Renault, stop delle attività in Russia. Come ha reagito il titolo?

Renault, stop delle attività in Russia. Come ha reagito il titolo?

Prima il discorso di Zelensky poi il tweet di boicottaggio di Kuleba, hanno portato alla decisione del Gruppo. Ecco la reazione in Borsa

24 marzo

La decisione è stata ufficializzata nella serata del 23 marzo: Renault ferma le attività industriali in Russia a tempo indeterminato. Stop al sito produttivo a Mosca, una decisione giunta molto dopo altre posizioni di case automobilistiche relative agli affari in Russia. C'è chi ha interrotto le vendite, chi è uscito dal mercato quale risposta alla guerra in corso in Ucraina.

La decisione del Gruppo Renault è giunta al termine di una giornata densa di eventi, che ha visto il presidente ucraino Zelensky tenere un discorso in videoconferenza con il Parlamento francese. Un discorso critico verso le realtà industriali transalpine che, ancora, non avevano interrotto gli affari in Russia. Critico verso il Gruppo Renault ma non solo, visti altri player appartenenti a diversi settori industriali.

Critiche a Renault e il boicottaggio via Twitter

Un affondo successivo al discorso di Zelensky era giunto, via Twitter, dal ministro degli Affari Esteri ucraino, Dmytro Kuleba. Decisamente all'attacco del Gruppo transalpino, le parole sui social: "Renault si rifiuta di ritirarsi dalla Russia. Non che dovrebbe sorprendere nessuno quando Renault supporta una brutale aggressione in Europa. Però gli errori devono essere accompagnati da un prezzo, specialmente quando sono ripetuti. Chiedo ai clienti e alle aziende nel mondo di boicottare il Gruppo Renault". 

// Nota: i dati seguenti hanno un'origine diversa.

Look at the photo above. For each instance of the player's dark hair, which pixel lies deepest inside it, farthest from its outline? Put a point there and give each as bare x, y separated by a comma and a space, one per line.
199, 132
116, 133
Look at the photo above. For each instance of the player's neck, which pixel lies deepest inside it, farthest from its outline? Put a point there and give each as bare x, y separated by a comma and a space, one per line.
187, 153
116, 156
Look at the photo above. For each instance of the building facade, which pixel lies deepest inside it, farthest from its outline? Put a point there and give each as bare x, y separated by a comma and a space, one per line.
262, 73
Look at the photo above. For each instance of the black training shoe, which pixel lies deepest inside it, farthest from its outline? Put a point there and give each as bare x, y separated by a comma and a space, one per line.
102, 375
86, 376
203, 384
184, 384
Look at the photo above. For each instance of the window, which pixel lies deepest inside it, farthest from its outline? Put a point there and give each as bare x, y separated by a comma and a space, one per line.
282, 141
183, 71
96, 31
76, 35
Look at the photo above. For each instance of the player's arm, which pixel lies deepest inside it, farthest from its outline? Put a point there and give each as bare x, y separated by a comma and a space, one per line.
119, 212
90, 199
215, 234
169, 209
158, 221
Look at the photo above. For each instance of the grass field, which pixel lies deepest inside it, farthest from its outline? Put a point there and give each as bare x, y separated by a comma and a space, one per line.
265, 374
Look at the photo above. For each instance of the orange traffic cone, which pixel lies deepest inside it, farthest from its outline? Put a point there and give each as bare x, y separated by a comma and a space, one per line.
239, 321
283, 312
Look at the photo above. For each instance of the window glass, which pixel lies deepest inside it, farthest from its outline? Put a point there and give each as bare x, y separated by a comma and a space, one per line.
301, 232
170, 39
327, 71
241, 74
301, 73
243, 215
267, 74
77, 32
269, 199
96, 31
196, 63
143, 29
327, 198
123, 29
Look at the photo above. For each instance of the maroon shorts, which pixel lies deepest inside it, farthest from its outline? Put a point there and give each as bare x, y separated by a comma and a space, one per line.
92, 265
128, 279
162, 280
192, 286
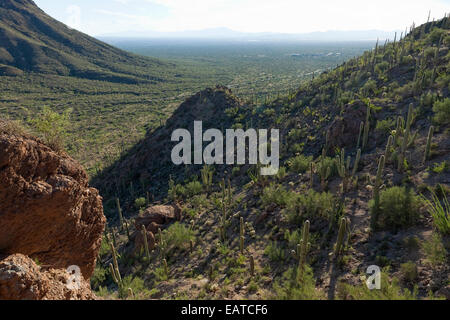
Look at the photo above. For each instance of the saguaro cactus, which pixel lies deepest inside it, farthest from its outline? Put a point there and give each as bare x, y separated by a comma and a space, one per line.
387, 151
303, 248
356, 165
343, 167
166, 267
144, 236
428, 146
242, 235
366, 129
339, 246
119, 211
361, 129
252, 266
376, 192
405, 140
114, 268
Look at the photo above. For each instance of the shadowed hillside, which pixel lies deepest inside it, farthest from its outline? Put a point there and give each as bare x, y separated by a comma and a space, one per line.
364, 181
32, 41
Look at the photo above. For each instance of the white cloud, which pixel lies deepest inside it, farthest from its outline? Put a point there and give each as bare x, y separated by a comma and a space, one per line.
297, 15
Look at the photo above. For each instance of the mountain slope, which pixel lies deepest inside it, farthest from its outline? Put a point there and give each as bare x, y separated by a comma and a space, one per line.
227, 225
32, 41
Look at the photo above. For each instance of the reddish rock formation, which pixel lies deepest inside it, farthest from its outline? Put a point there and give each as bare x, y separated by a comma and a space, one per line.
22, 279
47, 209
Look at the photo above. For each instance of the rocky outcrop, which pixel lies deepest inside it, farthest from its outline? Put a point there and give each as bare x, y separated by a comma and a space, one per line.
22, 279
155, 216
344, 130
47, 210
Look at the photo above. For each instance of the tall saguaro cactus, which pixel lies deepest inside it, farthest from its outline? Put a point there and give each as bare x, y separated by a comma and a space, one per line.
303, 248
407, 132
339, 246
144, 236
366, 129
114, 268
376, 192
241, 235
428, 146
119, 211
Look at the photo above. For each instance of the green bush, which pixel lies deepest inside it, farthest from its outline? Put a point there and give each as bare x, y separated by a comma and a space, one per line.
385, 127
442, 111
140, 203
275, 194
311, 205
299, 164
409, 271
289, 288
275, 252
435, 251
440, 211
98, 277
389, 290
193, 188
399, 207
52, 126
178, 236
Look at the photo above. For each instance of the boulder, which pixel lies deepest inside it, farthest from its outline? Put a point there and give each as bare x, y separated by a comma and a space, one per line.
47, 210
22, 279
158, 215
344, 130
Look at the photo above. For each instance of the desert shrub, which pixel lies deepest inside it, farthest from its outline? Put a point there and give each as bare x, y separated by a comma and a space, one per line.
440, 211
311, 205
385, 126
435, 35
98, 277
289, 288
178, 236
381, 67
399, 207
442, 111
275, 194
193, 188
299, 164
370, 87
405, 60
390, 290
275, 252
137, 286
52, 126
140, 203
409, 271
12, 127
430, 52
175, 190
442, 167
435, 251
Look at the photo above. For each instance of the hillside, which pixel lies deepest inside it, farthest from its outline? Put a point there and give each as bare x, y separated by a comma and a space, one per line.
112, 96
32, 41
359, 159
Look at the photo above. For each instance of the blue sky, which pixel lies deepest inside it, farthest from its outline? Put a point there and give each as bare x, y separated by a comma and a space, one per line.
97, 17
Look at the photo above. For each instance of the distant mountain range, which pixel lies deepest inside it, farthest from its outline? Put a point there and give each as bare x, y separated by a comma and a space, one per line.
228, 34
32, 41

L'annuncio Renault e il cambio di posizione di Kuleba

Il rapido evolversi dello scenario ha portato, tre ore dopo, alla decisione di Renault, a sua volta salutata da un tweet di altro tenore, da parte del ministro degli Affari Esteri ucraino: "Saluto la dichiarazione del Gruppo Renault in merito alla cessazione delle attività industriali in Russia. Una mossa responsabile contro lo scenario della barbara aggressione della Russia contro l'Ucraina".

Il Gruppo ha annunciato anche la valutazione di possibili opzioni relative alla quota azionaria detenuta in Avtovaz, "tenuto conto dell'attuale momento, operando al contempo in modo responsabile nei confronti dei propri 45 mila dipendenti in Russia". Così la nota del marchio francese, a sottolineare come avesse già implementato le misure necessarie a rispettare le sanzioni internazionali imposte alla Russia. 

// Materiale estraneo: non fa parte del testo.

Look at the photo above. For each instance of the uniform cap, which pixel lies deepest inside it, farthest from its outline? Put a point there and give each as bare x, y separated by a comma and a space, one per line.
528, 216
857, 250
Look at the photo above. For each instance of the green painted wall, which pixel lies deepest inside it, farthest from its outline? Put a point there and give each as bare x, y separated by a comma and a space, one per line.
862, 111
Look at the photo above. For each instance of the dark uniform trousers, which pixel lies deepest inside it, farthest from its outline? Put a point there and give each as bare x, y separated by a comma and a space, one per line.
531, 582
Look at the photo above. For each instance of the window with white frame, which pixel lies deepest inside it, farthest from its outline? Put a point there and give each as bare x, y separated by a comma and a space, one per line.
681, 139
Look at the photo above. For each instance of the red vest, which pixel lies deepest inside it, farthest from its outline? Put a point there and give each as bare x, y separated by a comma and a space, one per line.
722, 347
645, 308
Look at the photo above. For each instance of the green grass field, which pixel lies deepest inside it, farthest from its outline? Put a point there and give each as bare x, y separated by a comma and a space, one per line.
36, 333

Titolo Renault stabile, calo già metabolizzato

Una mossa, lo stop alla produzione a Mosca, che avrà impatti sulle prospettive finanziarie 2022, segnatamente si prevede un margine operativo del Gruppo intorno al 3% contro le stime di un oltre 4%. 

Le reazioni dei mercati all'annuncio del Gruppo non hanno comportato particolari variazioni del titolo, quotato a 22,61 euro ad azione a Parigi nella giornata odierna. Mercati che già allo scoppio della guerra avevano corretto la quotazione su Renault, con il titolo passato da 30,5 euro ad azione il 25 febbraio a 27 euro/azione il 28 febbraio e 21,92 euro ad azione il 7 marzo.